La nostra guida su come indicizzare un sito ha proprio lo scopo di fare chiarezza su questi punti.

Indicizzare un sito: a cosa dobbiamo stare attenti?

Cosa significa indicizzare un sito? Secondo teorie illustri, i motori di ricerca indicizzano un sito come se le sue pagine fossero tanti piccoli siti. Questa tesi è veritiera ma fino ad un certo punto; o meglio è vera dal punto di vista strutturale ma lo è un po’ meno dal punto di vista della rilevanza semantica di un sito, nel senso che Google riesce a carpire la tematica complessiva dell’argomento dell’intero sito…

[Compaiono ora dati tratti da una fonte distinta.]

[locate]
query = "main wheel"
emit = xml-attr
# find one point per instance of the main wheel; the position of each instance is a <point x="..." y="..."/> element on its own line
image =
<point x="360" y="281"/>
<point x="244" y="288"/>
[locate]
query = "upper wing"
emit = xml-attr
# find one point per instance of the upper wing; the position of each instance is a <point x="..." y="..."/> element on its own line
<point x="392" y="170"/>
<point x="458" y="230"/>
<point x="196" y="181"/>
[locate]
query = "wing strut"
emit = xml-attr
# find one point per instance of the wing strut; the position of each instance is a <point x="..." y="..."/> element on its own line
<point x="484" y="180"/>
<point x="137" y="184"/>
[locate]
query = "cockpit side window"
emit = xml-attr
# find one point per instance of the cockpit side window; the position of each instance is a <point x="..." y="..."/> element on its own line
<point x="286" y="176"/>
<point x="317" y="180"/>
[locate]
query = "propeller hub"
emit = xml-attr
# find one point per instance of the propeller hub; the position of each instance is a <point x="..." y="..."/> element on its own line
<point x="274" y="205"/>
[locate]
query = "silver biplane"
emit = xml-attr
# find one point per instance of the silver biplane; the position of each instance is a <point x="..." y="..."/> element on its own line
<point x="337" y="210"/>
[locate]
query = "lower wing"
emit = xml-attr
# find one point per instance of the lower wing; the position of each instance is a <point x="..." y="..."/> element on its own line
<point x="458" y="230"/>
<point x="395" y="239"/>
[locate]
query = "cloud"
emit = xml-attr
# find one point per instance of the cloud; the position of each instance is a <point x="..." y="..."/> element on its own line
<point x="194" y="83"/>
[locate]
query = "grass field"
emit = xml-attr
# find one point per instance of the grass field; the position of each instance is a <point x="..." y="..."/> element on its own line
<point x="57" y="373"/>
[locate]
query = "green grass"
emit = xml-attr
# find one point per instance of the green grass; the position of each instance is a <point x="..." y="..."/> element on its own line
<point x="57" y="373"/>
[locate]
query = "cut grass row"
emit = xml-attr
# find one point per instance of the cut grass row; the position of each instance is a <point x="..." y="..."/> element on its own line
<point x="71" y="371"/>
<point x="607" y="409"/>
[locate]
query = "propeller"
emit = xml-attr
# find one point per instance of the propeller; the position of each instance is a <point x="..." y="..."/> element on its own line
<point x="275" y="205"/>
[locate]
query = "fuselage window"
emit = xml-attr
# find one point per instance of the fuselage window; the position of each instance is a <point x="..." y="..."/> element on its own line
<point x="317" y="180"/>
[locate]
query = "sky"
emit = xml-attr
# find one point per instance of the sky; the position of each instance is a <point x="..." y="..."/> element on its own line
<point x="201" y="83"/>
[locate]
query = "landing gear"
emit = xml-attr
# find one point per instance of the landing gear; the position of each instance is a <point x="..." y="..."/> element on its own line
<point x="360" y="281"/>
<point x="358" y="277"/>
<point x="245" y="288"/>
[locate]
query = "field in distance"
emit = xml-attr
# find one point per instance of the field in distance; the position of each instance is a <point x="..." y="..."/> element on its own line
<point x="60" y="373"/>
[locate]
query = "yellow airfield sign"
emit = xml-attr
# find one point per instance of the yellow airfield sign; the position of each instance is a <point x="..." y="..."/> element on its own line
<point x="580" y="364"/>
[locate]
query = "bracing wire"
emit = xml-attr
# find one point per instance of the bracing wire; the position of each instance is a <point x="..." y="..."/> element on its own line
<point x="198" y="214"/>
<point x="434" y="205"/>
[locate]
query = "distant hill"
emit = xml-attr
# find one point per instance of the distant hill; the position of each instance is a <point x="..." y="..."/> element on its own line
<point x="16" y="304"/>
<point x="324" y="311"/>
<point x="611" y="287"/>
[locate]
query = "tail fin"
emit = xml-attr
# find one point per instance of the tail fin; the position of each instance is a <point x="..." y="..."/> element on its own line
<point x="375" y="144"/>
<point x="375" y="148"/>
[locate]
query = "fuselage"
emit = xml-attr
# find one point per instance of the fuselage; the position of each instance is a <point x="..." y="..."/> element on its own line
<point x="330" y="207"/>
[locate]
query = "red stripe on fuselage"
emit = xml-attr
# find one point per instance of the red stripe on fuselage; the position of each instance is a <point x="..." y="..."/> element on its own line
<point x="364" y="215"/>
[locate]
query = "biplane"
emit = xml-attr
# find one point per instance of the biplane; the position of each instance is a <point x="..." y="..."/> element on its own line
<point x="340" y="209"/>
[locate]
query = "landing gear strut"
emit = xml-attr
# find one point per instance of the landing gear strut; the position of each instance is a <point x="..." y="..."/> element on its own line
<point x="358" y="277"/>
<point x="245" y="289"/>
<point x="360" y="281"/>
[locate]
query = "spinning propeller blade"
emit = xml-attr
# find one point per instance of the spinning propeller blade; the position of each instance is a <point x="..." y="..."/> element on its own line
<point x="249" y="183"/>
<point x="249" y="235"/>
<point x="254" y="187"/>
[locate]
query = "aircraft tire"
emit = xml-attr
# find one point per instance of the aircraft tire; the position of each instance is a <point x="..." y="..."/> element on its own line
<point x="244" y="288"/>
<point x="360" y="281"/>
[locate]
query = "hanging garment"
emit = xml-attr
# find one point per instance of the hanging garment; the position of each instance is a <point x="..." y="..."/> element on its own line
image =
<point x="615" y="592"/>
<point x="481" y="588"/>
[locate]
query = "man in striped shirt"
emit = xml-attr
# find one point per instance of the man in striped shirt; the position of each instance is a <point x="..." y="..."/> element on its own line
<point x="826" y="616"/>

Ma non perdiamoci in chiacchiere e vediamo cosa vuol dire indicizzare un sito.

Cosa vuol dire indicizzare un sito all’interno di un motore di ricerca

Possiamo definire così l’azione di indicizzazione di un sito web: inserire un sito all’interno di un motore di ricerca, oppure una url o più url.

In realtà questa definizione è un po’ zoppa. Sarebbe meglio dire:

far cadere l’attenzione del motore di ricerca sulla url e/o sul sito che vogliamo posizionare nel motore di ricerca 

Iter indicizzazione SEO e non solo

Per spiegarci meglio, vogliamo dire che noi con una semplice azione manuale chiamiamo l’attenzione di Google, gli comunichiamo la prima volta che esistiamo e a quel punto il Bot scansiona e procede con l’indicizzazione del sito web fino a che noi non diciamo in maniera netta e precisa (tramite il tool Rimozione URL) che non vogliamo più comparire fra le sue pagine con quel sito o con quelle url specifiche.

Scopriamo insieme qual è il tool che ci aiuta a far tutto questo.

Tool per metter al corrente Google del nostro sito web ed eventualmente di singole pagine web

C’è un tool che ci mette in condizione di avvertire Google: questo strumento si chiama Aggiunta/Rimozione URL

Eh sì, basta soltanto inserire il nostro nome dominio (oppure una singola pagina) come vedete nella figura qui sotto:

indicizzare sito

In realtà non è solo l’unico, c’è un altro tool decisivo: la sitemap. Scopriamo nel prosieguo a cosa ci serve esattamente.

Perché siamo qui a parlare di indicizzazione di un sito?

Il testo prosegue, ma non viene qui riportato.